A servirsi delle strutture della società remiera varesina non ci sono infatti solo gli Azzurri: in vista di Europei e Qualificazioni Olimpiche (5-7 aprile: l’Italia, come tutte le “grandi” europee, non vi prenderà parte) si sono accasate alla Schiranna anche Olanda e Svezia, entrambe con una decina di atleti ciascuno. La convivenza tra le varie nazionali in tempo pandemico è possibile grazie alla creazione di “bolle” che escludono i contatti diretti tra membri di team diversi, in una logistica facilitata anche dai due diversi accessi al lago a disposizione.

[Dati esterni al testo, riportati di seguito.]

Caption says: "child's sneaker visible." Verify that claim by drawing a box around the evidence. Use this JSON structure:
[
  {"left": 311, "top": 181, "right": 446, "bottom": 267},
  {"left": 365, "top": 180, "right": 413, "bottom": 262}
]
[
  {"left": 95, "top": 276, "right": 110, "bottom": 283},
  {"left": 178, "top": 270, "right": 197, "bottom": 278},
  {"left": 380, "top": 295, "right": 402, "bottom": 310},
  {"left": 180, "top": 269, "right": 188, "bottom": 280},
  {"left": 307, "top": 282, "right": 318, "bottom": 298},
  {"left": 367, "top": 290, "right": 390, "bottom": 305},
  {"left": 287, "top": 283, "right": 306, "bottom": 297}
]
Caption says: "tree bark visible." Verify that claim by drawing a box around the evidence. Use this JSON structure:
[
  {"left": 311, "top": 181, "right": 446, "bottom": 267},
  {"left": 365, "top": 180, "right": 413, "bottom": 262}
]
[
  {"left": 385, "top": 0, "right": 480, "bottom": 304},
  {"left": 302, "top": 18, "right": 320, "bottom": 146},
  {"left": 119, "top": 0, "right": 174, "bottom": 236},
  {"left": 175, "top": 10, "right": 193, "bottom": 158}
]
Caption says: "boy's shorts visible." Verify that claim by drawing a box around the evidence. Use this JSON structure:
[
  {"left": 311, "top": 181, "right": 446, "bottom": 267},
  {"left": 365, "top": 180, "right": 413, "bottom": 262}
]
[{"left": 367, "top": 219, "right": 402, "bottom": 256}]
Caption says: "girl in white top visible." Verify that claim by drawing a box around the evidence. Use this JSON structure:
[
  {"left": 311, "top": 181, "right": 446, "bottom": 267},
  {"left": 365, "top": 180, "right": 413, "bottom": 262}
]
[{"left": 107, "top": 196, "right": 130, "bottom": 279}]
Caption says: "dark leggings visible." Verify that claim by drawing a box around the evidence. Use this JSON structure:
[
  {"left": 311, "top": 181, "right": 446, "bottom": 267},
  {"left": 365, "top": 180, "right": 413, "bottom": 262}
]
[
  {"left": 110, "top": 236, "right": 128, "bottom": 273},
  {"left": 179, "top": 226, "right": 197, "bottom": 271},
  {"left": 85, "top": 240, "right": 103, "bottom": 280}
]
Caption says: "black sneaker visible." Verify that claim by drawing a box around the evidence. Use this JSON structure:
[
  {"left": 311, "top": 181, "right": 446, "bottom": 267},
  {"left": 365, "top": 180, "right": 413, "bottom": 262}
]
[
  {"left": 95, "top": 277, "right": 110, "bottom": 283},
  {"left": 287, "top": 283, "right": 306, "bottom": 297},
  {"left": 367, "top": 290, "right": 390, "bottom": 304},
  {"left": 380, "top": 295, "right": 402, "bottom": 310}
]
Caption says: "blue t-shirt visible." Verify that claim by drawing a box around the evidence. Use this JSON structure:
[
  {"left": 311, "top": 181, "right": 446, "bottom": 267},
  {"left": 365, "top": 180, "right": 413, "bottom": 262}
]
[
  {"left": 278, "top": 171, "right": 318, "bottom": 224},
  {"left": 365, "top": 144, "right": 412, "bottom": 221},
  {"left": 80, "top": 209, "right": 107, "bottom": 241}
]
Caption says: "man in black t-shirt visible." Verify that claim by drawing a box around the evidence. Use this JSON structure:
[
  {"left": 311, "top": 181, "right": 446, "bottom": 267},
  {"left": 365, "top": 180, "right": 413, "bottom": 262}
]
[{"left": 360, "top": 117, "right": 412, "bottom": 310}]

Ma non c’è solo l’ospitalità tra i compiti correnti della Canottieri Varese. Tra sede, parco Zanzi e lago ferve letteralmente l’opera del personale che dovrà mettere a punto - al minimo dettaglio - una macchina organizzativa in grado di ospitare due grandi eventi e circa 700 atleti in meno di una settimana. Il tutto sotto gli occhi attenti del presidente Mauro Morello e del direttore generale Pierpaolo Frattini.

Si spera che il bel tempo, inteso come quello metereologico, continui. E rimanga tale non solo nei giorni di gara, così da evitare rinvii o annullamenti, ma anche nelle settimane di preparazione: sole e soprattutto assenza di vento forte saranno fondamentali per svolgere gli allestimenti - in particolare quelli sul campo gara - in totale sicurezza.